Once Josh, Tiger, and Wolf are safely back in 2017, Tiger and Wolf’s plan becomes obvious—they have to kill Dr. Kronish to stop him from ever curing herpes. As they say, they tried it Josh’s way and it didn’t work. (As Dr. Kronish tells Josh later in the episode, he tried to get his groove back after the dance off by going on a sexual walkabout, which unsurprisingly left him with herpes.) So much of this episode is a frantic race between Tiger and Wolf, who go through a decently funny focus group for Kronish Labs ads, and Josh, who tries to convince the doctor to get out of town.
This is silly, and not in a good way. We’re early enough in the show that there’s obviously no chance Tiger and Wolf will be successful in killing Dr. Kronish, or if they do, it won’t actually do anything to prevent the rise of the Biotics. Beyond that false tension, the show hasn’t given us any reason to take the stakes of Dr. Kronish’s life seriously. (Keith David is great, but he hasn’t actually given Dr. Kronish a multidimensional character.)
The idea that this individual life is sacrosanct enough to imperil the future of humanity makes sense for Josh (he’s a wuss, which Josh Hutcherson does a very good job playing up during his frantic skittering throughout the lab), but the show seems to back him up by spending so much time with his panic. I think audiences in 2017 can be trusted with a touch of moral sophistication. Besides, the heroes of Future Man have already killed a bunch of people, and with the exception of the cop from the last episode, their deaths have mostly gone unremarked, the way they would in a standard action flick. The value of human life in this kind of movie is insanely variable, and that’s okay—but it also means that being asked to take one character super seriously feels cheap.

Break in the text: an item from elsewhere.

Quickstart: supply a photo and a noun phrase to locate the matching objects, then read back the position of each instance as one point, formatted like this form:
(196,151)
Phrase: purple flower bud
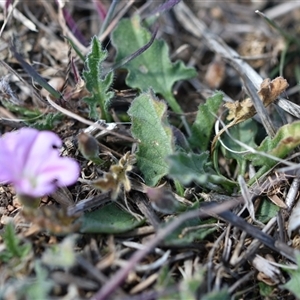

The more interesting material in this episode mostly covers the way the present has changed. Josh and his work crush Jeri (Britt Lower) talk briefly about the fact that the ostensibly happy ending of Back To The Future also means that Marty would have to spend his entire life pretending to have been from the original reality, guessing at what actually did and didn’t happen in his life. This is a pretty funny premise, especially as Josh slowly learns what he has and has not changed. For example, his family got a gun and grew obsessed with self-defense after the 1969 break-in. Josh’s parents are still the peppy people they’ve always been, but they still have the gun, just in case. (Also, Lamar Price, one of the fraternity brothers from the last episode, has invented the iPhone.)
And as they have been for most of the show so far, Tiger and Wolf are the funniest parts of the episode, sweetening the more standard genre far. An opening flashback shows their entire squad, each with a goofy animal name, getting ready for their mission to acquire the time travel device, where Tiger steps on a trip wire that activates a noxious gas, killing the entire squad. This riff on the pre-fight pump-up scene is good, but also provides some grounding for their incredibly gruff, serious dialogue later in the episode, especially Wolf’s. When they go into the Kronish focus group, Wilson’s straightforward delivery of “she’s smiling, but she has sad eyes” is excellent, and his glee at realizing that he was right about Kronish being at the top of the building rather in the basement is very, very funny.
So far, Coupe and Wilson have done a very good job playing the unbelievably grim soldiers, letting them get away with scenes like the one where they “charge up” (have sex in Josh’s room while he watches). And it’s why it works so well when they peel back the face of Biotic to reveal their skin masks are just that—masks, covering human faces. Wolf closes out the episode with a joke that adds another layer of genre intrigue to the world of Future Man, which is exactly where this show should be living: “Biotics could be anybody. That’s what makes this so fucked up.”